The Bank’s most important objectives are to maintain the external stability of the Netherlands Antillean guilder (NAf.) and to promote the efficient functioning of the financial system in the Countries Curaçao and St. Maarten. To realize these objectives, the Bank, as supervisory authority, has frequently recurred to credit control measures and/or to changing the discount rate. The functions of the Bank, explicitly summed up in the Bank Charter, are:
First, the Bank is the only institution entitled by law to issue paper money in the Countries Curaçao and St. Maarten. The Bank also is charged with the circulation of coins.
Second, the Bank supervises banking and credit institutions to guarantee depositors and other creditors funds at banking and credit institutions in particular and the soundness of the financial sector in general.
Third, the Bank manages the foreign exchange reserves of the Netherlands Antilles, which includes regulating of the transfer of payments between residents and nonresidents of the Countries Curaçao and St. Maarten.
Finally, the Bank acts as the government’s treasurer by receiving and making payments from and to the public through the tax collector’s accounts at the Central Bank.
To strengthen the Central Bank’s independent position vis-à-vis the government, the Bank Charter limits the monetary financing of budget deficits to 10% of the central government’s revenues in the previous year.
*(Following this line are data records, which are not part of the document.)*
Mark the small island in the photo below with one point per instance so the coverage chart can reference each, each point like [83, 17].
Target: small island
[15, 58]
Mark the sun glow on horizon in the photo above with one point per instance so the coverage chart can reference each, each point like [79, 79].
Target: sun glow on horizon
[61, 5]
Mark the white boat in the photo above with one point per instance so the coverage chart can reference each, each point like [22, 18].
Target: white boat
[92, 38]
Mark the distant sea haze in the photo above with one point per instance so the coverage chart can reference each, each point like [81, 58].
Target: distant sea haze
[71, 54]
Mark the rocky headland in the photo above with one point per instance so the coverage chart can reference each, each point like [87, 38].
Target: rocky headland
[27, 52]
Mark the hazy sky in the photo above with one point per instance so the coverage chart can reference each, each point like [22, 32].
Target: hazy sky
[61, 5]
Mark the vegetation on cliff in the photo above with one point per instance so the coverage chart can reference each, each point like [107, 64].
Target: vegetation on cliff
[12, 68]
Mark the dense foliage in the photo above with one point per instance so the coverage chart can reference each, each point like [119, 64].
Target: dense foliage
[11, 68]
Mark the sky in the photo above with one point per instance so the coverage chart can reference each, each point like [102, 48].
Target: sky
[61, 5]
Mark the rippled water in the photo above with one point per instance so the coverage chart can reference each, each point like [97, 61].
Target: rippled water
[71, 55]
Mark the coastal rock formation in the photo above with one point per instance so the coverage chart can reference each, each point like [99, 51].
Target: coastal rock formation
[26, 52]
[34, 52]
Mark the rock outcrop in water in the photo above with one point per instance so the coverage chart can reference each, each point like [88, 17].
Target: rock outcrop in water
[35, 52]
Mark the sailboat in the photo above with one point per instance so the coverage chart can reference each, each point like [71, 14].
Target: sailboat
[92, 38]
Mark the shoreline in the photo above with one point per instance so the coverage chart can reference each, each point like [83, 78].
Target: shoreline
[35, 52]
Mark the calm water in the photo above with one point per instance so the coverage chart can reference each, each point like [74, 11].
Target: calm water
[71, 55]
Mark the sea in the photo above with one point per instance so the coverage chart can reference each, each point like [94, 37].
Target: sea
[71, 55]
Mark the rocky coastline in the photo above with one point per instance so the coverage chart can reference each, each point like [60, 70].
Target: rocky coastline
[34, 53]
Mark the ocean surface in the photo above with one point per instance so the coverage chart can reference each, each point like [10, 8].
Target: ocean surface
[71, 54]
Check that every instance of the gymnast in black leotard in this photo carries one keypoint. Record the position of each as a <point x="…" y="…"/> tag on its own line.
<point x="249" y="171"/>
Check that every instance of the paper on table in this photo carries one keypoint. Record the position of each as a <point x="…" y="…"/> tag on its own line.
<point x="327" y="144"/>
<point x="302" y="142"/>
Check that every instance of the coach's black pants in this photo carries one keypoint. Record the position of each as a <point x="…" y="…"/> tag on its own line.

This limitation must be seen in the context of an overdraft facility to meet liquidity deficits of the public sector that result from seasonal variations in government revenues.
Two of the Bank’s basic tasks are to control the amount of liquid assets in circulation (monetary supervision), and to act as the supervisory body for credit and banking institutions operating in the Countries Curaçao and St. Maarten (prudential supervision). Furthermore, the Bank is one of the government’s main advisors on financial and economic affairs.